The other Bennett premiere was a Saxophone Concerto originally written for the jazz player Stan Getz but transferred to John Harle on Getz's death. The idiom is jazz-like. Cascading strings signal a note of self-parody that Bennett seems to use as licence to indulge the full, vernacular associations of the tenor sax, but always with a point of reference in concert repertory as well. The slow movement, which is seductively American and one of the most beautiful things I've ever heard from Bennett (beautifully played, too, by the phenomenal Harle), moves with the soulful lethargy of late-night cocktail music. But its insistent accompaniment figure is Satie: a two-note rising motif, short-long, short- long, that advertises Bennett's Janus-like ability (as a European based in America) to look both ways across the Atlantic.

John Casken's Still Mine, by contrast, is an orchestral song cycle rooted deep in North Country soil, a landscape revealed itself before in scores such as Orion over Farne and To Fields We do not Know (a 'Northumbrian Elegy'). This piece was premiered by the BBCSO under Matthias Bamert, with the echt North- countryman baritone Thomas Allen as soloist. The poems, by various authors, have been pieced together by Casken to suggest a Schubertian lieder-journey (a miner leaves his wife for an alien land, where he pines for home) although it doesn't make as coherent a story as Casken assumes.

It does, however, offer some striking imagery that recalls the grit-skinned but soft-centered social realism of English cinema in the Sixties. And the score does the rest, holding the texts together in a continuous span that follows a pattern I've noticed in Casken before: of tough, texturally rather dense tensions held until the closing section when they release into much freer music of resonant beauty. Tom Allen sang it with feeling but not, I thought, his usual security. He doesn't appear often in new music (not, at least, post-Britten) and it may not be his ideal metier.

I found something close to mine this week at the Gstaad Festival, which Yehudi Menuhin set up in the 1950s and continues to run. The proceedings, partly a Swiss Salzburg with chic international stars, are equally a platform for young players - especially those from the violinist's own teaching institutions, the Menuhin School in Surrey and the Menuhin Academy in Gstaad itself.

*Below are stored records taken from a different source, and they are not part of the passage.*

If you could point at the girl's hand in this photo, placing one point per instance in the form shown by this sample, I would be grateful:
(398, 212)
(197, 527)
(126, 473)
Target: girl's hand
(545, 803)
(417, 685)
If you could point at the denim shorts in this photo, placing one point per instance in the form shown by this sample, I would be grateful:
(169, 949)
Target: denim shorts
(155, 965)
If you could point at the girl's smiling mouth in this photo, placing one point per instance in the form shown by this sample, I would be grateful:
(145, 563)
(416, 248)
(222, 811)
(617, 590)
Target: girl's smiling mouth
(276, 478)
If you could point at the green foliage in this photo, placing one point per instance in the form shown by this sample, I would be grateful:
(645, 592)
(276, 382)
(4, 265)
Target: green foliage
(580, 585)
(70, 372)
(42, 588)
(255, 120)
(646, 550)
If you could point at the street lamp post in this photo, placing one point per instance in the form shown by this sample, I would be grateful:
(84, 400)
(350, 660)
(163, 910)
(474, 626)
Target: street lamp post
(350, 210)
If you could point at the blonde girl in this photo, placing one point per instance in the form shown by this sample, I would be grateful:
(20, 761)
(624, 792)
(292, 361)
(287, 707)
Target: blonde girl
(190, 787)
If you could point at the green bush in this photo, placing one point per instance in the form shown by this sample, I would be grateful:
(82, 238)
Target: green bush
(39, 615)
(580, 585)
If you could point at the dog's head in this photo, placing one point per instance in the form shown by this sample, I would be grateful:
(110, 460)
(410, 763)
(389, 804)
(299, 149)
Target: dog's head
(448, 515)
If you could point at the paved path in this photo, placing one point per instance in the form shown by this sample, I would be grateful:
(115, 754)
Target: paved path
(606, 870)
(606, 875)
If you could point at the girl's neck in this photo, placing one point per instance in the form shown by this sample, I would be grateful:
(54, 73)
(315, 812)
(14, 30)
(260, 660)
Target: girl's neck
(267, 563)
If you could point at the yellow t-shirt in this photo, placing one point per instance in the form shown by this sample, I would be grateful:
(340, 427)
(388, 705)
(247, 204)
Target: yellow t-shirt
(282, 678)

For a listener the academy is the more interesting because its students are more advanced: an elite corps of no more than 20 string players, intensively tutored by the violinist Alberto Lysy and becoming for concert purposes the Camerata Lysy - which lived up to its formidable reputation in a basically 18th-century programme centred on Mozart's Piano Concerto K415 (soloist Jeremy Menuhin). Lysy isn't an authenticist. He encourages a chewy, spiccato-laden sound from the players, and their collective virtuosity isn't so tidy. But virtuosic it certainly is, and delivered (standing up) with a driven energy that leaves the audience (let alone the players) breathless.

The best thing I heard, though, was the Skampa String Quartet: a young Prague-based ensemble over-dominated by its leader but on the brink of greatness in its reading of Mozart's Flute Quartet K285 with Samuel Coles, a British flautist of remarkable potential: animated, brilliantly articulate, but warmly lyrical and colour-sensitive. It takes a name like Menuhin's to pull together talent at this level from around the world. In his old age he has become a grand facilitator for the gifts of others. Sub specie aeternitatis, it may be his finest performance.